I think you’ll agree that this is baffling. When judges make their bail decisions, they have access to three sources of information. They have the defendant’s record—his age, previous offenses, what happened the last time he was granted bail, where he lives, where he works. They have the testimony of the district attorney and the defendant’s lawyer: whatever information is communicated in the courtroom. And they have the evidence of their own eyes. What is my feeling about this man before me?

Mullainathan’s computer, on the other hand, couldn’t see the defendant and it couldn’t hear anything that was said in the courtroom. All it had was the defendant’s age and rap sheet. It had a fraction of the information available to the judge—and it did a much better job at making bail decisions.

In my second book, Blink, I told the story of how orchestras made much smarter recruiting decisions once they had prospective hires audition behind a screen. Taking information away from the hiring committee made for better judgments. But that was because the information gleaned from watching someone play is largely irrelevant. If you’re judging whether someone is a good violin player, knowing whether that person is big or small, handsome or homely, white or black isn’t going to help. In fact, it will probably only introduce biases that will make your job even harder.
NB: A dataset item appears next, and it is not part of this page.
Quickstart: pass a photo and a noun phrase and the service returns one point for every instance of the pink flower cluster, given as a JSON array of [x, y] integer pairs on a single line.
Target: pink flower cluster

But when it comes to a bail decision, the extra information the judge has sounds like it should be really useful. In an earlier case in Solomon’s courtroom, a young man in basketball shorts and a gray T-shirt was charged with getting into a fight with someone, then buying a car with the man’s stolen credit card. In asking for bail, the district attorney pointed out that he had failed to appear for his court date after two previous arrests. That’s a serious red flag. But not all “FTAs” are identical. What if the defendant was given the wrong date? What if he would lose his job if he took off work that day, and decided it wasn’t worth it? What if his child was in the hospital? That’s what the defendant’s lawyer told the judge: Her client had a good excuse. The computer didn’t know that, but the judge did. How could that not help?